Ugh… ekspresi dingin seperti biasa. Hah! Udara dingin, dengan orang yang dingin. Paduan yang sangat-sangat pas.
.
"Ah! Tunggu Ryu. Ada yang harus kubeli di supermarket."
Ryu memandang heran. Yah, perempuan memang selalu merepotkan. Disaat waktu pulang ke rumah, ada saja alasan mereka untuk mampir ke supermarket. Tapi jangan protes, mungkin saja gadis berambut pink itu memang ada keperluan, mungkin? Jadi, Ryu mencoba menunggu gadis itu sambil berdiri kaku di depan pintu supermarket sampai seseorang berkuncir dua itu keluar.
"Hm… kau mau marshmallow, Ryu?"
Hah! Dasar perempuan…
.
Musim Dingin. Musim yang indah. Musim di mana warna putih mendominasi semua sisi kota. Putih, bersih, tak ternoda. Salju tampak berkilau tertimpa cahaya sinar matahari sore.
Dua mata yang berbeda warna mengawasi benda lembut berwarna putih yang turun dari langit. Menatap, berusaha mengabadikan momen indah itu.
"Ne Ryu-kun…" ucap Megumi tiba-tiba sambil mengunyah marshmallownya.
"Hm?"
"Pernahkah kita bertemu sebelum ini…?"
….
"Aku rasa tidak." Jawab Ryu lirih. "Lagipula jika ya, kau pasti akan langsung mengenaliku kan?"
"Hehe… Benar juga. Aku kan punya ingatan fotografis." Ucap sang gadis sambil tertawa miris.
.
Teka-teki. Sesuatu yang samar-samar. Sesuatu yang mengasah dan menyita pikiran. Sesuatu yang sulit dipecahkan.
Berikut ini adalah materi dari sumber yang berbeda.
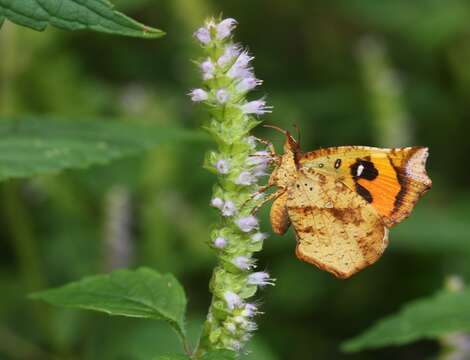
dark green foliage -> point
(37, 146)
(143, 293)
(430, 318)
(97, 15)
(307, 54)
"Ryu selalu mengatakan, 'teka-teki semakin mendalam' saat kasus di sekitarnya semarin merumit bagai tak berujung."
"Namun aku tidak. Aku rasa bukanlah kasus itu yang semakin mendalam. Karna pasti setiap kasus ada tricknya kan?"
"Aku rasa dialah teka-teki yang semakin mendalam itu…"
"Dia lah teka-teki ku…" pikir Meg sembari menatap Ryu dengan senyuman yang terulas sempurna. "Dia lah teka-taki terbesar yang belum bisa kupecahkan. Dia, Ryu, adalah seseorang yang memiliki jutaan misteri. Dan sanggupkah aku menguraikan semuanya?"